Drew Angerer | Getty Images News | Getty Images

Active managers are having a breakout year and Goldman Sachs has a way to mirror their strategy.

The share of mutual funds outperforming their benchmarks this year up to 42% in 2019 so far — beating their 10-year average of 34%, according to analysis by Goldman Sachs. The firm has a portfolio to track stocks where these funds have the most overweight positions. This year, the basket of stocks has outperformed the S&P 500 by 2.4 percentage points.

Although actively managed funds are still seeing net outflows, the exits were “significantly” lower this year.

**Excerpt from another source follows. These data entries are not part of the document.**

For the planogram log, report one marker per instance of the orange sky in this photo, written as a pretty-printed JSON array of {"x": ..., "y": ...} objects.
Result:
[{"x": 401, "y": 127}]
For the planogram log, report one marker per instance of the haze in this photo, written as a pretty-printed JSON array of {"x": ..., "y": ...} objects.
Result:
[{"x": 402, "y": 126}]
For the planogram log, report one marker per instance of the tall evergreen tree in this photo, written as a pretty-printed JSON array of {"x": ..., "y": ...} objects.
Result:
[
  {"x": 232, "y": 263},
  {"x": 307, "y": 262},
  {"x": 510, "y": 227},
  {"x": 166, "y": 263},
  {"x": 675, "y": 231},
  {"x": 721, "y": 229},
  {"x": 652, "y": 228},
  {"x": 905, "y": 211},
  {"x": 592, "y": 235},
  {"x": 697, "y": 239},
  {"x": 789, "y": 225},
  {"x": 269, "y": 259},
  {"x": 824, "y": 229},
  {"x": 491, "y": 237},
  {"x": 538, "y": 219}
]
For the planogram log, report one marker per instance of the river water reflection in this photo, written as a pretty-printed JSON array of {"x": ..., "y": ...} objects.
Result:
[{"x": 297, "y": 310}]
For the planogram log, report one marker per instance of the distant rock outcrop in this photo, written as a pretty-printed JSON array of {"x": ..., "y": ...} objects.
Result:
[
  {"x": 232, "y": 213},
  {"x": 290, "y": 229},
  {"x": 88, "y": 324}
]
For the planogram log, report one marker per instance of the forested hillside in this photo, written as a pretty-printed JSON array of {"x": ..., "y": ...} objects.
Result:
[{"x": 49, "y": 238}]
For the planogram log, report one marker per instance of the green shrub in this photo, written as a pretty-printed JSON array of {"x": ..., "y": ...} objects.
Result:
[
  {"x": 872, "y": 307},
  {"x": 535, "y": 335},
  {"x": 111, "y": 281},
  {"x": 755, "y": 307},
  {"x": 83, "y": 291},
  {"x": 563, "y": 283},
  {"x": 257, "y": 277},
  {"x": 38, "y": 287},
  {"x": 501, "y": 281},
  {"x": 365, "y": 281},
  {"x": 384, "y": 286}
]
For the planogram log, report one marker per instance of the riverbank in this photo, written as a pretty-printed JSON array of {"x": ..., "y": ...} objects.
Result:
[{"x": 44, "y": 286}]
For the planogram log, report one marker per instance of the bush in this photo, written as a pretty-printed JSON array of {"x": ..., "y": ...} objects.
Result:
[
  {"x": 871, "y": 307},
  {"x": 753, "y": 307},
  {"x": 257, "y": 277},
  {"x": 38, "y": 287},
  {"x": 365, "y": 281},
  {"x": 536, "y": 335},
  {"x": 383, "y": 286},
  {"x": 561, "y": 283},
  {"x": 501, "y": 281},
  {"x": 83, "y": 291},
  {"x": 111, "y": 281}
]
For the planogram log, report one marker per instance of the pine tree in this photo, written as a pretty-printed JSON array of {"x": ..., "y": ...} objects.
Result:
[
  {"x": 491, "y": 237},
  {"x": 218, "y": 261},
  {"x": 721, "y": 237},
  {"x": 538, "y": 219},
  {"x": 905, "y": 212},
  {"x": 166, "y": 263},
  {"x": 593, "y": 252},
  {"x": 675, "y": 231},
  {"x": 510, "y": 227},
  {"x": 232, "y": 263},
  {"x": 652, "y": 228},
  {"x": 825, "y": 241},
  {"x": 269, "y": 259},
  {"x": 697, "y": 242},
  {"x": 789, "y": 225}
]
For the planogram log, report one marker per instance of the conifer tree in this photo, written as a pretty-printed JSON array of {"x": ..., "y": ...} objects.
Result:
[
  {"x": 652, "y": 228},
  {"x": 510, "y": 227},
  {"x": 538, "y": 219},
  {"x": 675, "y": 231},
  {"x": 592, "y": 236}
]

“Solid YTD fund returns, elevated uncertainty, and a ‘late-cycle’ mindset among investors have also likely reduced outflows from active management in 2019 relative to the past few years,” Goldman Sachs chief U.S. equity strategist David Kostin said in a note to clients Wednesday.

Goldman tracks performance through 50 stocks where the average large-cap funds are more bullish. The funds are most overweight Visa, Comcast, Salesforce.com, Google parent company Alphabet and ServiceNow. That group has outperformed mutual funds’ underweight positions by 1.6%. Mutual funds are most underweight Apple, Berkshire Hathaway, Exxon, Johnson & Johnson, and Amazon.

Kostin highlighted the winning strategy: taking more bets on the consumer discretionary sector where mutual funds are most overweight. Bets on the industrials sector have also benefited relative fund performance.

Fund managers have been dialing back exposure to industries and stocks most exposed to the ongoing U.S.- China trade war — a move “which has benefited relative fund returns in recent weeks.” Mutual funds are underweight the 20 stocks with the highest sales exposure to China by 54 basis points. Those names have lagged the S&P 500 since early May when President Donald Trump tweeted about raising tariffs to 25% tariffs on $200 billion of Chinese goods.

“The escalation in trade tensions has also likely supported recent relative fund returns,” Kostin said.

But you wouldn’t want follow mutual funds’ every move. Despite the solid performance, an overweight tilt towards the healthcare sector — biggest laggard year to date — was a miss for most active investors. The bulk of them also missed out by being mostly underweight on a Real Estate rally, which outperformed the S&P this year.

Active managers are also facing more pressure from a rise in low-cost passive investing. Fees on index funds and ETFs have plummeted in the past decade as asset managers compete on slashing fees. The amount of money invested in passive funds has more than doubled since 2009, now making up 54% of all assets under management, according to a Bank of America Merrill Lynch report last week.